Ramsey reviews so many conditions in these scenes and looks as physically destroyed from her anguish as she sounds. The nuclear rage, the painful cognition, the cruel half -hop and the end.
Bella ramsey, the emmy is your pic.twitter.com/7ufqgeqhqhApril 21, 2025
The interesting question is how well the viewing in Store is responding to The last of us‘Great change. Of course, it will partly depend on what is actually coming next, and I do not go into anything from the game here.
But it’s a big risk – this moment is so cruel for so many characters and it’s possible for a dark show to go also dark in the eyes of its viewers. That’s the question that Guardian Travels asking “Will this show survive the horrible death?”. Author Graeme Virtue adds: “You can also call the end brave or even foolish … By killing Joel in such a wild way and further traumatizing Ellie, you are definitely risking pushing the story too far into gloom.”
Collider has an interesting intake of the unreasonable brutality of it all: “Like it or not, we had to see [Joel die] In ‘The Last of Us’ Season 2′.

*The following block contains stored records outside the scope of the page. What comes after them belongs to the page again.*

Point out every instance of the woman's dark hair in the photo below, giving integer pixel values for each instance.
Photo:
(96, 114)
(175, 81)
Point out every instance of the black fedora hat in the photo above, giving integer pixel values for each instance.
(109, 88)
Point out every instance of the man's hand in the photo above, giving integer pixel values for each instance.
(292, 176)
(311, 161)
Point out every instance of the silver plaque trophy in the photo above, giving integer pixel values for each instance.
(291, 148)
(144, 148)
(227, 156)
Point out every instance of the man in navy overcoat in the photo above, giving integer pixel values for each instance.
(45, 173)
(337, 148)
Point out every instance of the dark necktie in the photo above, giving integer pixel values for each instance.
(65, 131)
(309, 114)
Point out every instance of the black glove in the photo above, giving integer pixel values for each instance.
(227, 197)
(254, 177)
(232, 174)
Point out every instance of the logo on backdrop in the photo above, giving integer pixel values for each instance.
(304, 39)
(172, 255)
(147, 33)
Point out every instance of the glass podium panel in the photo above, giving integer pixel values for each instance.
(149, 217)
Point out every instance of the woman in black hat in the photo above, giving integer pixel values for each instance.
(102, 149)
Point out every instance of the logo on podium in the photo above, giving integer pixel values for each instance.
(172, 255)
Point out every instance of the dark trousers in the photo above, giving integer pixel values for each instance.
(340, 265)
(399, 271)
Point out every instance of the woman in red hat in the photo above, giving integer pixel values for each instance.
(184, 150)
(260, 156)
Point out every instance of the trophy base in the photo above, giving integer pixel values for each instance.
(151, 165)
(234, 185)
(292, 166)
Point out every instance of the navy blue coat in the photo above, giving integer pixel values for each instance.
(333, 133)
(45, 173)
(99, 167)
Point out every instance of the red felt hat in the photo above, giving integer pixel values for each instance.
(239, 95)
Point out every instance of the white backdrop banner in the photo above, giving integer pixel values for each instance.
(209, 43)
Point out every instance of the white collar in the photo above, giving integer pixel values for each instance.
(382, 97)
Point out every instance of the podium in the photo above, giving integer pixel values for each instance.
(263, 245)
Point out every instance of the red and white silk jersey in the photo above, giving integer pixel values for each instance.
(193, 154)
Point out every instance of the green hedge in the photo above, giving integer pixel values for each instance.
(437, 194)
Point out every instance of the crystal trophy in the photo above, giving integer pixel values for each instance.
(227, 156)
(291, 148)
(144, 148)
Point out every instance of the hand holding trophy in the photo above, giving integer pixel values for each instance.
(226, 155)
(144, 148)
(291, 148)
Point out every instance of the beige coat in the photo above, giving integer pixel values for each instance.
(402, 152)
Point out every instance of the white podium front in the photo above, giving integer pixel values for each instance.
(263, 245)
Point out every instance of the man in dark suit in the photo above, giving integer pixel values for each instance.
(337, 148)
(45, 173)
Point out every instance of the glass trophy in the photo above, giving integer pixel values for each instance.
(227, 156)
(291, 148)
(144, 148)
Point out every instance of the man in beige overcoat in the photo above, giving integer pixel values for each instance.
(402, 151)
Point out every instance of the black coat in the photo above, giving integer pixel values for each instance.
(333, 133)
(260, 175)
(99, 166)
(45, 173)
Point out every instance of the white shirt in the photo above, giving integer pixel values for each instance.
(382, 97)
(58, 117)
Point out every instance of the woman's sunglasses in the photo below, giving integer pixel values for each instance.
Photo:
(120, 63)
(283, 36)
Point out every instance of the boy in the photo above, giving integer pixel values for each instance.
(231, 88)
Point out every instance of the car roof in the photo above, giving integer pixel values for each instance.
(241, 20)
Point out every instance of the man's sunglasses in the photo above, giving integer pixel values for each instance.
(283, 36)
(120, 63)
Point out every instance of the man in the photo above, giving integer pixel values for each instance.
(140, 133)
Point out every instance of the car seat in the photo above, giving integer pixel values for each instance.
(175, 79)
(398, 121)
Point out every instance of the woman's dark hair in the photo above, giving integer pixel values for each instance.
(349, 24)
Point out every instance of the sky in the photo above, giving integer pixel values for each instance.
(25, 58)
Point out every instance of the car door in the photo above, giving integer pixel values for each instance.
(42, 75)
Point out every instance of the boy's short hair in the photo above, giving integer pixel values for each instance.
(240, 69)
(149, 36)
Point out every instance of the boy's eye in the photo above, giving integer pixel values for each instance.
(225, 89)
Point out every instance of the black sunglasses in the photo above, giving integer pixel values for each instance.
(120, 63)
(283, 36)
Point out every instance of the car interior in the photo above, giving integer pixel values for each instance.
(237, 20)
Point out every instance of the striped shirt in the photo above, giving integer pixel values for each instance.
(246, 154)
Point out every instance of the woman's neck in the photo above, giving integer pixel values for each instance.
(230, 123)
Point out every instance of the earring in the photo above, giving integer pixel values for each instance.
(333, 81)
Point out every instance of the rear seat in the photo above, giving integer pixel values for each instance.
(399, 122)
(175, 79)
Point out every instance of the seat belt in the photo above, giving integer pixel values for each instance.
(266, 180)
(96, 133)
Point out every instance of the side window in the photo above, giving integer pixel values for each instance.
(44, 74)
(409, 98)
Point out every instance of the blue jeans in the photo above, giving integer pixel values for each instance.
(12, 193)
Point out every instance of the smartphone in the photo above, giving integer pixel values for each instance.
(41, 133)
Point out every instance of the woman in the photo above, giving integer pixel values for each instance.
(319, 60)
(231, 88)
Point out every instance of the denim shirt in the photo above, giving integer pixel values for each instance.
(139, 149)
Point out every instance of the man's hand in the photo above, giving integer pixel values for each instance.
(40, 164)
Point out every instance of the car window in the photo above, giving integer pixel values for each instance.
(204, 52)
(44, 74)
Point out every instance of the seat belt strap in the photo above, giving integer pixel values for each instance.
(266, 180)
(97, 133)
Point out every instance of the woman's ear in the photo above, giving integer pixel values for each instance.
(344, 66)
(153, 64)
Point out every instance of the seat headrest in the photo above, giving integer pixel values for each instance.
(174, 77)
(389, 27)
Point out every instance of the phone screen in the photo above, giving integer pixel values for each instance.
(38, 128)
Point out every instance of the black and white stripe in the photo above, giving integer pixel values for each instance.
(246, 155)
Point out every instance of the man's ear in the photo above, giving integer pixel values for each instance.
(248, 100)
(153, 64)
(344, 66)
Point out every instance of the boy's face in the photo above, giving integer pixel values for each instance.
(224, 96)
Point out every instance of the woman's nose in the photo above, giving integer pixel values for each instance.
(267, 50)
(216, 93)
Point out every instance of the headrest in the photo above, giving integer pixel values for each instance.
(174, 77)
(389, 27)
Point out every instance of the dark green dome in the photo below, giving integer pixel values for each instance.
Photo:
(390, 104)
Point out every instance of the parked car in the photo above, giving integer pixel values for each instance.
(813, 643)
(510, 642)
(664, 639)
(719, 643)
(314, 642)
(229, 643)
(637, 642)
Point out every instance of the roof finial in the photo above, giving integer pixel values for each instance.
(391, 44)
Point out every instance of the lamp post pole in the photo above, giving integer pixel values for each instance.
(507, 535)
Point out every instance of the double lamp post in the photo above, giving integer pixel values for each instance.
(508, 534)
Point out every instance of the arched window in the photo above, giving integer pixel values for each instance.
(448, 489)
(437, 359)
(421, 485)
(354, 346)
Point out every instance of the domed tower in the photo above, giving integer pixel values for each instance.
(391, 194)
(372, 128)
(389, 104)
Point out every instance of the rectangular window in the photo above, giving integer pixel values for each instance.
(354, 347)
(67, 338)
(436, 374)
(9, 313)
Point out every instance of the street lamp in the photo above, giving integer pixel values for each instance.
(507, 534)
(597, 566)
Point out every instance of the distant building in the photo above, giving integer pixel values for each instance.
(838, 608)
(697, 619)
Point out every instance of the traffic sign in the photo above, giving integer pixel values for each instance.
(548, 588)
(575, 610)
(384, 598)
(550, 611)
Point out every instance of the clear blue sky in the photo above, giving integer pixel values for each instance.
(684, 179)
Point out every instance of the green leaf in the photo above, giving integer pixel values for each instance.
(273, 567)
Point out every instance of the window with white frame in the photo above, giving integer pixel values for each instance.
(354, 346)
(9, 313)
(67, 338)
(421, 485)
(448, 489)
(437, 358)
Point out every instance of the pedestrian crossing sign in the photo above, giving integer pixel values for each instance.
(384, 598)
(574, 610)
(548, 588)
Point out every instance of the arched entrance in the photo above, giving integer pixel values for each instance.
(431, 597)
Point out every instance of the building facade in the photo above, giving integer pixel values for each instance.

“Some viewers may have thought it was too much, but unfortunately the portrayal of Joel’s death is a necessary plot point for this adjustment of The last of usAnd it’s not about satisfactory violence and Gore, “writes Julio Bardini.” Instead, it’s about being true to one of the most important unspoken rules of storytelling: If someone dies, show an organ. “
Bardini notes that permanent death has become hard to believe in the era with heritage sequences-recovery or long-lasting franchises who just need to get people in their seats and the return of a fan favorite is an easy way to do it. If you want people to feel the destruction that Tlou Viewers are feeling right now, you have to make it clear that there is no ambiguity about it.
It’s fair to say that the show achieved it, and now we’re in what Esquire has called “past the point without return.” As Brady Langmann says, “This show belongs to Bella Ramsey now.”